Si Tristan Bernard est resté dans les mémoires pour ses comédies et ses aphorismes, on découvre en effet que ceux-ci furent nourris par une vie bien remplie d’expériences très variées, une vie d’homme du monde de la Belle époque aux Années folles, deux périodes qu’il radiographie au prisme de son caractère facétieux, attachant et optimiste. Ses amis, avec lesquels il rivalise de mots d’esprit, d’humour et de créativité, s’appellent Alphonse Allais, Jules Renard, Lucien Guitry, Alfred Capus, Sarah Bernhardt ou Toulouse-Lautrec.

« Je suis un contemplateur fervent de l’effort d’autrui »

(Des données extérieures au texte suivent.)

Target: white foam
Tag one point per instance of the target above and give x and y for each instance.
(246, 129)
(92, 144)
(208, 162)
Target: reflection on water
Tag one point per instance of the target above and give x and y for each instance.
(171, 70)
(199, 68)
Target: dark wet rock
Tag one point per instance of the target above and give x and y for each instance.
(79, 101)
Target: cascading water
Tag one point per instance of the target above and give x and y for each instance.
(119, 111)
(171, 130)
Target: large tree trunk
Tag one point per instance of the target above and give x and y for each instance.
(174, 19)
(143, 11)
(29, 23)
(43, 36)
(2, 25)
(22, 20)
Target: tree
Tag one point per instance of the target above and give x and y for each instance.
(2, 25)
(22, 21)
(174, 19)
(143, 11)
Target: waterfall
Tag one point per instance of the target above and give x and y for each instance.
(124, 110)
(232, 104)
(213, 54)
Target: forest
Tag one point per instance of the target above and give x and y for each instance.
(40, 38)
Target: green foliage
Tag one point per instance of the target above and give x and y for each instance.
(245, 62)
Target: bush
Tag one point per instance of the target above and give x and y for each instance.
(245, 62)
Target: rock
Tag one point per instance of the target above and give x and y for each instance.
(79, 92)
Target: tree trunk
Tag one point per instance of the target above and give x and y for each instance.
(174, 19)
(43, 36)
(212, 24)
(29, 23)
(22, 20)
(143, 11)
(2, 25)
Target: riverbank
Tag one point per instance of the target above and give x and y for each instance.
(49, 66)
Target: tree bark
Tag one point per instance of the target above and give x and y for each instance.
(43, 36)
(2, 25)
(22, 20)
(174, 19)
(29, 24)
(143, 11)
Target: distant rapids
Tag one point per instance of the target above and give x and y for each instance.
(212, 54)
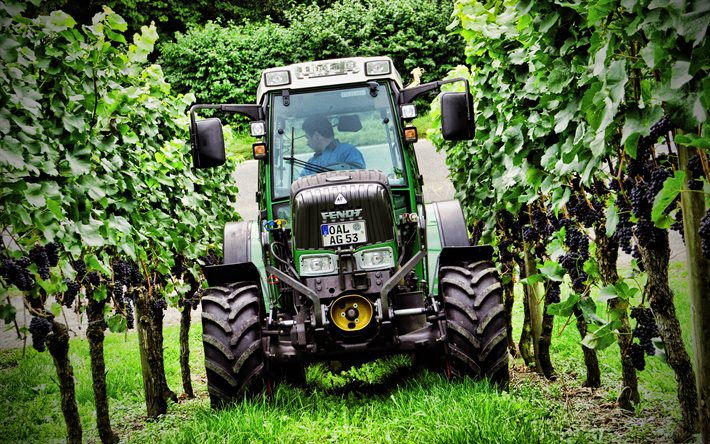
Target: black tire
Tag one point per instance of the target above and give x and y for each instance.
(294, 374)
(231, 336)
(477, 343)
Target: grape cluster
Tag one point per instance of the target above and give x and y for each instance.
(40, 329)
(541, 222)
(585, 211)
(477, 232)
(94, 278)
(695, 168)
(704, 232)
(38, 255)
(658, 129)
(529, 234)
(646, 328)
(638, 360)
(70, 295)
(678, 224)
(121, 276)
(553, 293)
(179, 268)
(16, 273)
(80, 268)
(130, 317)
(640, 203)
(159, 305)
(577, 244)
(210, 259)
(52, 250)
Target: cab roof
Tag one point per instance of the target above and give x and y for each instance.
(327, 73)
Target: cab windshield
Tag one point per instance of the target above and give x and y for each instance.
(343, 129)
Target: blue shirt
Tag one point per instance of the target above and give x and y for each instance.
(336, 153)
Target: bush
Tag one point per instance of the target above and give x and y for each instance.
(222, 63)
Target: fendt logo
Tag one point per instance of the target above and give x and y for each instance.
(343, 214)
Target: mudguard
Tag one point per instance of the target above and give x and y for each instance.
(447, 240)
(243, 260)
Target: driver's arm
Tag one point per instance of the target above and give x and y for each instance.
(354, 156)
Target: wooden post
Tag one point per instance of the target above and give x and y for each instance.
(693, 205)
(534, 299)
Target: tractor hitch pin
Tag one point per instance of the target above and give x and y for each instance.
(410, 311)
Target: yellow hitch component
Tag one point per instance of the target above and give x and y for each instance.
(351, 312)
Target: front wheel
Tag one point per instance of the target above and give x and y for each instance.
(475, 322)
(231, 335)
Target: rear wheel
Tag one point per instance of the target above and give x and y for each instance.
(231, 335)
(475, 322)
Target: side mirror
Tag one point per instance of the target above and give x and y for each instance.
(207, 143)
(349, 123)
(457, 116)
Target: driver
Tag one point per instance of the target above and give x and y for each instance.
(328, 150)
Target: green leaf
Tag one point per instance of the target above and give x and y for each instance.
(564, 308)
(679, 74)
(602, 337)
(90, 234)
(100, 293)
(7, 313)
(34, 195)
(117, 323)
(116, 22)
(607, 293)
(58, 21)
(552, 271)
(532, 279)
(694, 140)
(599, 10)
(611, 215)
(94, 264)
(56, 309)
(77, 166)
(671, 189)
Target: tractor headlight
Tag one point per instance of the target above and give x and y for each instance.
(375, 259)
(378, 68)
(317, 264)
(277, 78)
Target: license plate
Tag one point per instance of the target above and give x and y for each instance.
(343, 233)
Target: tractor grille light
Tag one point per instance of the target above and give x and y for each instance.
(378, 68)
(410, 134)
(376, 259)
(277, 78)
(257, 128)
(409, 111)
(317, 264)
(326, 68)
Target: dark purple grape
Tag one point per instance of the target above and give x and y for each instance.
(40, 329)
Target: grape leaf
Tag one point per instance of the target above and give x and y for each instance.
(671, 189)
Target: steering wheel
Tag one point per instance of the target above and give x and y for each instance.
(337, 166)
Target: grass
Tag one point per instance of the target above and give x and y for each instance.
(379, 402)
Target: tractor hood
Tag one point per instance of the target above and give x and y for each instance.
(341, 210)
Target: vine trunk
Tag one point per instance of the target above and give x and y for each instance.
(607, 255)
(660, 297)
(58, 345)
(590, 355)
(150, 343)
(693, 205)
(95, 335)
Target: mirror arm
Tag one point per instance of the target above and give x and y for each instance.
(409, 94)
(255, 112)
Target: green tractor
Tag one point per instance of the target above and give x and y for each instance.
(346, 262)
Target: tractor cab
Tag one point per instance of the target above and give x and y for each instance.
(346, 261)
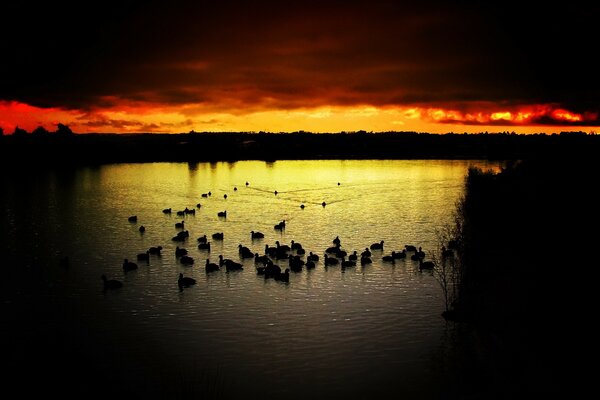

Au début de sa vie, Paul Bernard (son prénom d’état civil) expérimenta des métiers bien loin de la littérature. Licencié en droit, cet avocat ne plaidera qu’une seule fois, ne se sentant pas l’âme d’un justicier. Il dispense alors des conseils juridiques dans un cabinet pour subvenir aux besoins de son ménage. Son père et son oncle, à la tête d’une usine d’aluminium, lui propose ensuite d’y entrer comme administrateur. Peu doué pour ce poste, il démissionne finalement.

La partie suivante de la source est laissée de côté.